15.2 hours played
Written 26 days ago
Syberia 3 is what I'd call an enjoyable disaster of a game.
On the technical side, it's a complete mess. The interface is terrible and the controls even more so, the camera is maddening, the dialogue randomly cuts out then cuts back in again, the subtitles can accidentally be pulled around the screen during gameplay, and the cursor constantly disappears.
Speaking of, the gameplay is more of a mixed bag. The puzzles are hit and miss, with some being obvious, others too obtuse, but most hitting a decent sweet spot. Some of the logic is very arbitrary, for example at one point you have to craft a torch to progress, but you need a piece of fabric for it. Earlier on, a character gave me a scarf, so I thought that was the obvious solution, but no, turns out you're just meant to pull some random piece of cloth from the nearby environment, and the scarf isn't even an option.

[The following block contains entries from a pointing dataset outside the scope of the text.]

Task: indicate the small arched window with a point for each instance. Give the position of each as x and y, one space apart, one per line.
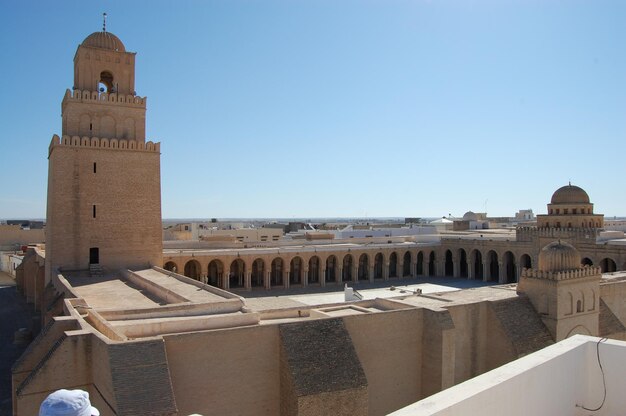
106 82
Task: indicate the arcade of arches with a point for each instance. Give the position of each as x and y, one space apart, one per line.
284 270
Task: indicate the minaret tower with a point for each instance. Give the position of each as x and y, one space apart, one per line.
104 190
565 293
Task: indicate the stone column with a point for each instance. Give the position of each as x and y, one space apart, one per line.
486 271
470 270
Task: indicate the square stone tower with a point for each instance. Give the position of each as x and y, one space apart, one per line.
104 187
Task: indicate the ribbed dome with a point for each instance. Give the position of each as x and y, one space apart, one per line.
104 40
559 256
570 194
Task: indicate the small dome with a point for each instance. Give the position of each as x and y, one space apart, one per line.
104 40
559 256
470 216
570 194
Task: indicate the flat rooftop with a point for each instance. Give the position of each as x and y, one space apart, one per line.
578 376
435 291
114 291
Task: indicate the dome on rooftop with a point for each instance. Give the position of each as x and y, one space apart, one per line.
104 40
570 194
559 256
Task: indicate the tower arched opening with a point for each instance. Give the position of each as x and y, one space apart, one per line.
314 270
295 271
346 272
192 269
237 272
406 265
393 265
330 275
463 263
215 273
494 267
432 258
378 266
510 267
477 261
449 264
258 273
420 264
276 273
363 271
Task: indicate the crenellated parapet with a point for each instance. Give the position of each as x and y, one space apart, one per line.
103 143
587 271
103 97
528 233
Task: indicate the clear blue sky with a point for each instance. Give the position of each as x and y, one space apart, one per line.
339 108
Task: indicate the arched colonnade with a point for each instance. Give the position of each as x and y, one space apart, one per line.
323 268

Similarly, there's a moment where you have to smash several lights on a boat but have nothing to smash them with, so I think to go down to the massive rack of hammers that I saw below deck earlier, but nope! Wrong again, you're just meant to find a big piece of metal in a box nearby. There were also several instances of me getting stuck not because I couldn't figure out the solution, but because I didn't have a crucial inventory item I was meant to have. You're also sometimes gated from progress until you've spoken to a specific NPC, a problem carried over from Syberia 2.

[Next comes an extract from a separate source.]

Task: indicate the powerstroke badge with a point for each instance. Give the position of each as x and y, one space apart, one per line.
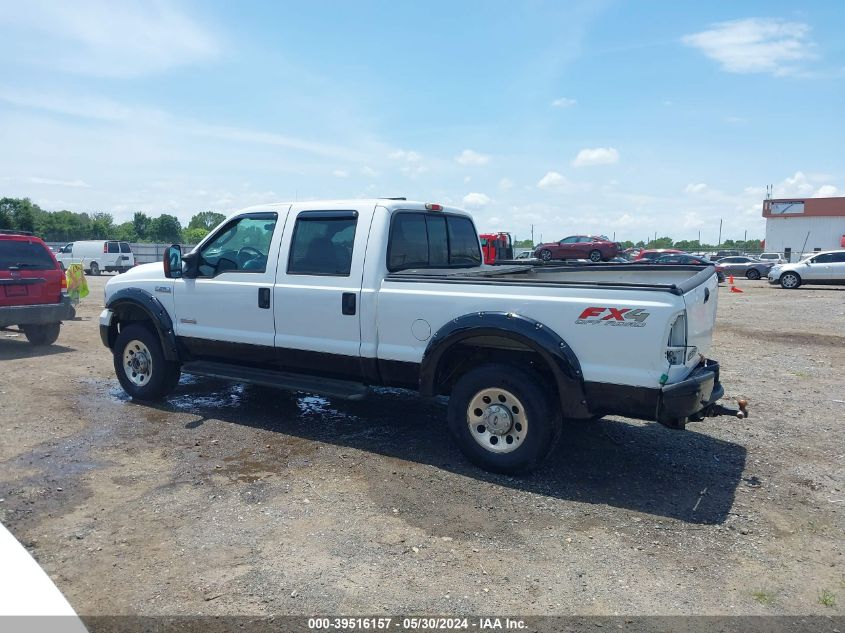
625 317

The soundtrack is lovely, and it's really nice to have Sharon Mann back as Kate. Sadly the rest of the voices in this game bar one or two exceptions are *terrible*. The old German watchmaker who is meant to be a similar age to Hans in the last games speaks like a dorky American college student, and gallingly he also shares voice actor with the gruff-looking Russian bar owner AND Mr bloody Marson from Syberia 1+2 (albeit only in one short scene). For a game set in Russia, there are genuinely 0 Russian or even authentically eastern European sounding accents. Oscar is the one that upsets me the most, though. He sounds so soulless, and has lost all his personality from the previous two games.
Story-wise, there barely is one. Nothing really happens in this game, other than the explanation for how Kate got back from Syberia. The overarching goal of "help the Youkols with the migration" feels both uninteresting and unwarranted. The far more interested aspects of the story, in my opinion, were finding out that Kate is wanted in the US for embezzlement and suspected murder (don't worry, that's not a spoiler, you get told it very early on), but the game doesn't really do anything with those points; it just seems to be the nudge nudge to make you think you've got no choice but to keep moving with the Youkols.

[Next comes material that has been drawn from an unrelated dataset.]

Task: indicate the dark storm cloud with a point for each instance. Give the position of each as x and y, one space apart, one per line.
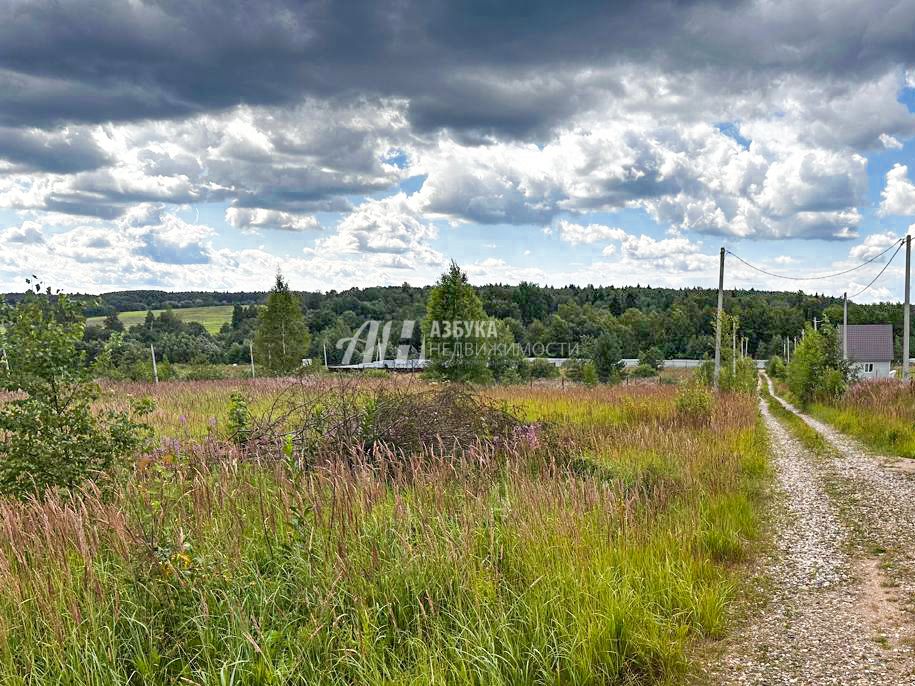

Despite all that, I still like this game, and if you can get into awkward groove of the terrible interface, it's got a charm that made me keep wanting to come back. Kate is a joy of a character, even if everyone around her is wooden and poorly acted. The ending sucks, but it doesn't bother me much because it's not like the story itself was going anywhere.
I can't see much value in playing it if you haven't played the first two games, but if you have, grab this one on sale and try to enjoy the jank. It's not worth skipping imo, but it's also not worth playing if you don't have prior investment in the series.